In collaboration with Matteo Brilli and Daniel Kahn (INRA and Université Claude Bernard in Lyon), we have developed an approximate model of central metabolism of E. coli, using so-called linlog functions to approximately describe the rates of the enzymatic reactions. More precisely, linlog models describe metabolic kinetics by means of a linear model of the logarithms of metabolite concentrations. We have used metabolome and transcriptome data sets from the literature to estimate the parameters of the linlog models, a task in principle greatly simplified by the mathematical form of the latter. However, a major problem encountered during parameter estimation was the occurrence of missing data, due to experimental problems or instrument failures. In the framework of her PhD thesis, Sara Berthoumieux has addressed the missing-data problem by developing an iterative parameter estimation approach based on an Expectation-Maximization (EM) procedure. This approach adapted from the statistical literature has the advantage of being well-defined analytically and applicable to other kinds of linear regression problems with missing data. It has been tested on simulations experiments with missing data and performs well compared to basic and advanced regression methods.

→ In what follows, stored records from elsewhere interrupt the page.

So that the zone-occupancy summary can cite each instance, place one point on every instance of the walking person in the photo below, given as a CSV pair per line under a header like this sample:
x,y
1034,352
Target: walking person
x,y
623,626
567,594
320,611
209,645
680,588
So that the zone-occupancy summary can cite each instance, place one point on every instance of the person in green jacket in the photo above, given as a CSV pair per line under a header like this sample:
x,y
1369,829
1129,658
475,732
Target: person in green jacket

On the biological side, we have applied the method to a linlog model of central metabolism in Escherichia coli, consisting of some 23 variables. We estimated the 100 parameters of this model from a high-throughput dataset published in the literature. The data consists of measurements of metabolic fluxes and metabolite and enzyme levels in glucose-limited chemostat under 29 different conditions such as wild-type strain and single-gene mutant strains or different dilution rates. Standard linear regression is difficult to apply in this case due to missing data, which disqualifies for 7 reactions too many datapoints, leaving a dataset of size inferior to the number of parameters to estimate. Application of our approach allows one to compute reasonable estimates for most of the identifiable model parameters even when regression is inapplicable. The method and its application to the linlog model of central metabolism in E. coli are the subject of a paper accepted for the ISMB/ECCB conference this year and published in a special issue of Bioinformatics [3] . Sara Berthoumieux received the Ian Lawson Van Toch Memorial Award for outstanding student paper at ISMB/ECCB. In the continuation of this work, we are currently preparing for submission a journal paper on the identifiability of linlog models.

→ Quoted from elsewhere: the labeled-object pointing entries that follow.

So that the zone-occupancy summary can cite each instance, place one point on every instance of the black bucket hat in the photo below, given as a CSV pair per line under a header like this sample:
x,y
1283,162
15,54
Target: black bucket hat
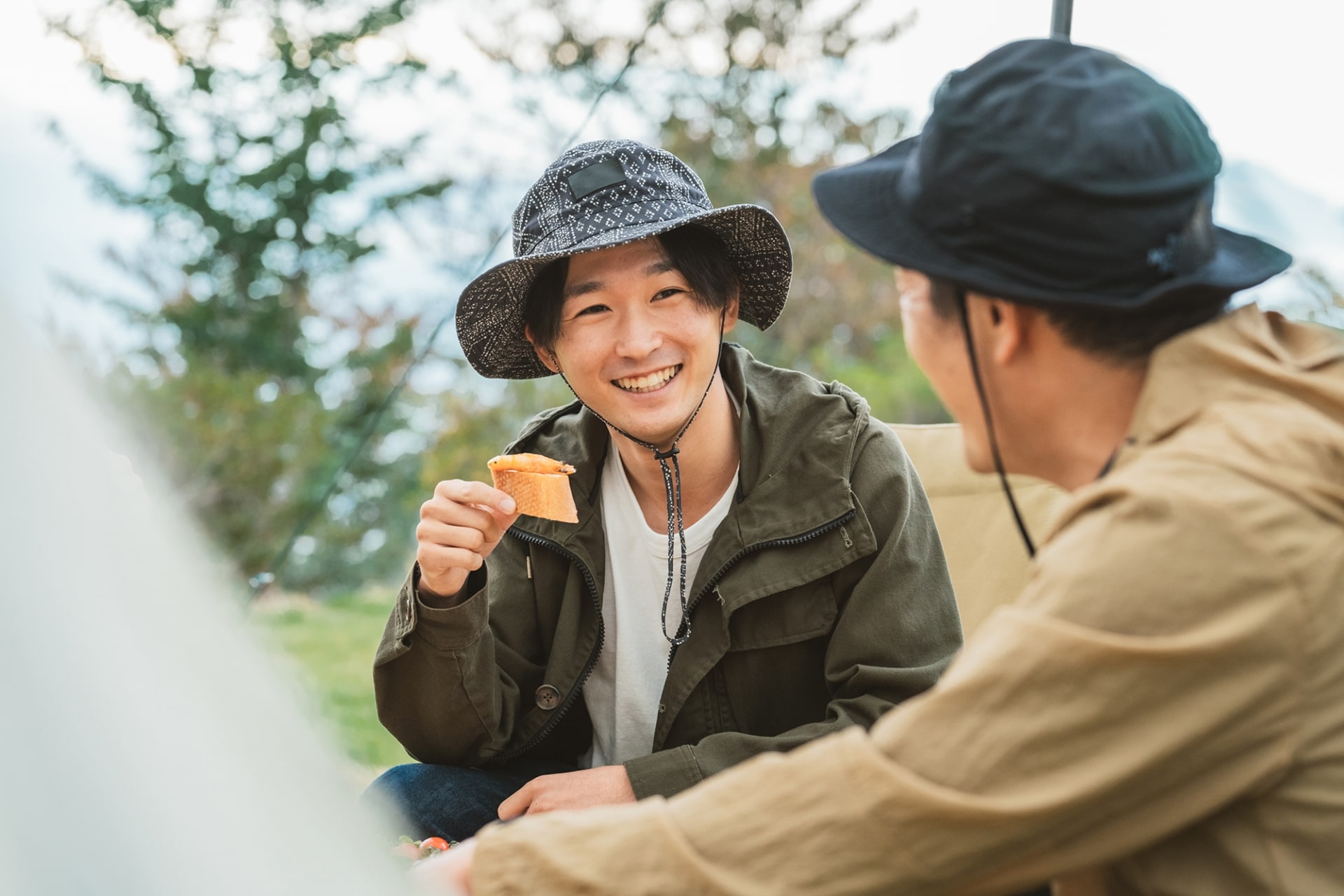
x,y
606,194
1056,174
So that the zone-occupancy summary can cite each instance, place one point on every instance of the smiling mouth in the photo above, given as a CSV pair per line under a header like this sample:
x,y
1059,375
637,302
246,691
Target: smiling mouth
x,y
650,382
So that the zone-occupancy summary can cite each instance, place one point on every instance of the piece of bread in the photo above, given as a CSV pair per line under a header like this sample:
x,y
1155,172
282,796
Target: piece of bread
x,y
539,485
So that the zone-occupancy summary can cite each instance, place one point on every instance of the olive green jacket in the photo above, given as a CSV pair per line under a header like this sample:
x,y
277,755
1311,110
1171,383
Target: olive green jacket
x,y
822,601
1163,703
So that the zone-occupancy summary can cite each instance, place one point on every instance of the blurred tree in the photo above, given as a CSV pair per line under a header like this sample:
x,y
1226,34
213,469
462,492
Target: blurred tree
x,y
254,368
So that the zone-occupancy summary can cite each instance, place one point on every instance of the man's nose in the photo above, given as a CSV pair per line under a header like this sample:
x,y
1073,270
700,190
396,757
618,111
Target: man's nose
x,y
638,335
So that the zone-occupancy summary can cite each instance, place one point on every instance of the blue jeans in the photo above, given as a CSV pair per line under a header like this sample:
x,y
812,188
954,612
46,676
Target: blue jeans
x,y
451,801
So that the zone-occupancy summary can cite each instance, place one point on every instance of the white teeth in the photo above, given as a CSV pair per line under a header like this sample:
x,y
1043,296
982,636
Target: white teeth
x,y
650,381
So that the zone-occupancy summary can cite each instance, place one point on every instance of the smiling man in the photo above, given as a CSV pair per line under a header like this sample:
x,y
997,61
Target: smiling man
x,y
1161,708
755,564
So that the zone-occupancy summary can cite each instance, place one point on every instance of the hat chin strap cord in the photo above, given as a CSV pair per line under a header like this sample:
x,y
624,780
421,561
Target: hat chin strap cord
x,y
672,481
990,422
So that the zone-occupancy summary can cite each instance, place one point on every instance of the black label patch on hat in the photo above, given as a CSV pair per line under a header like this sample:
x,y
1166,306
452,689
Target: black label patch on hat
x,y
596,176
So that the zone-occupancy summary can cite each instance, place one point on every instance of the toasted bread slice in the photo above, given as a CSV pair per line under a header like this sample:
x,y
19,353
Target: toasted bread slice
x,y
538,484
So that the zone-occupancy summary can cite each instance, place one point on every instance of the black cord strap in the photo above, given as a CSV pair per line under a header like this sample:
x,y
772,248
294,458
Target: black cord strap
x,y
990,424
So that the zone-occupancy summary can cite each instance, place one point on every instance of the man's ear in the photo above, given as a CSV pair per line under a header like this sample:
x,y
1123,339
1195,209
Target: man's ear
x,y
1011,330
730,312
999,327
545,355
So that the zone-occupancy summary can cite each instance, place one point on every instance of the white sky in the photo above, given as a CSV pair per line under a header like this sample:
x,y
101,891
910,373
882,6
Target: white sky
x,y
1265,76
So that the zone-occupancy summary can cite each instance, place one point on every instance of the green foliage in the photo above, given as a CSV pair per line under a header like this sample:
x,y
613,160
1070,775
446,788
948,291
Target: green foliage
x,y
257,372
332,645
254,370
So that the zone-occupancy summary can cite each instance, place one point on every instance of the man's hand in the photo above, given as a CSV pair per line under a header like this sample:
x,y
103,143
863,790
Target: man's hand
x,y
458,528
448,874
601,786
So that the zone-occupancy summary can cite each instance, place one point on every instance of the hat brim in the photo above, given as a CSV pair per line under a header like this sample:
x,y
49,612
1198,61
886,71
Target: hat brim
x,y
491,311
863,203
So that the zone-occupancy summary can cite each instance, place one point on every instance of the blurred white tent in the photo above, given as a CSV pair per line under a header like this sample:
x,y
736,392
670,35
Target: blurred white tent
x,y
147,746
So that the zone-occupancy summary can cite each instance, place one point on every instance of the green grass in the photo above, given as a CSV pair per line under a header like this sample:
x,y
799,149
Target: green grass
x,y
334,644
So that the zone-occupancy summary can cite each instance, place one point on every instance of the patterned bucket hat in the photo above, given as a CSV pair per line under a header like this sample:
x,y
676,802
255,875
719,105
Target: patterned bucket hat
x,y
606,194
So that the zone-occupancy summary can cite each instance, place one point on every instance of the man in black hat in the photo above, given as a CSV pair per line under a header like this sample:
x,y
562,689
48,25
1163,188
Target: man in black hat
x,y
1161,710
755,562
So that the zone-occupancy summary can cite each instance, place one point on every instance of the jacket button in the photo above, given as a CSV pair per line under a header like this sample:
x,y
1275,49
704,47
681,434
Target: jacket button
x,y
547,697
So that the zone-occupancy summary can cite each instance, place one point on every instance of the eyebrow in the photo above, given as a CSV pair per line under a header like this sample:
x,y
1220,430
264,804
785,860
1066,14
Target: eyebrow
x,y
573,290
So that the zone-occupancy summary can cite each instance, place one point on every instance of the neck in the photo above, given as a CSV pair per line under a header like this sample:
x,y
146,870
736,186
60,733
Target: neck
x,y
1075,421
708,457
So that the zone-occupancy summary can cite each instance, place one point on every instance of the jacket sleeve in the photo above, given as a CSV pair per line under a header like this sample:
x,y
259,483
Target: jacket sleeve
x,y
895,633
1147,678
447,680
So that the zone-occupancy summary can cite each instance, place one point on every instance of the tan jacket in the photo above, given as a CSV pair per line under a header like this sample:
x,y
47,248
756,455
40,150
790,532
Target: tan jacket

A second line of work is based on the use of classical kinetic models that are, in comparison with the above-mentioned linlog models, much reduced in scope (the focus is on the metabolic and genetic regulation of the glycolysis pathway) and granularity (individual reactions are lumped together). The models, developed by Delphine Ropers, have been calibrated using experimental data from the experimental part of the IBIS group for the gene expression measurements and the group of Jean-Charles Portais at INSA in Toulouse for the measurements of metabolism. The model with the estimated parameter values is currently being tested and used to understand some key mechanisms in the adaptation of E. coli to the exhaustion of glucose. The PhD theses of Stéphane Pinhal and Valentin Zulkower, which started at the end of this year, will further develop these research directions.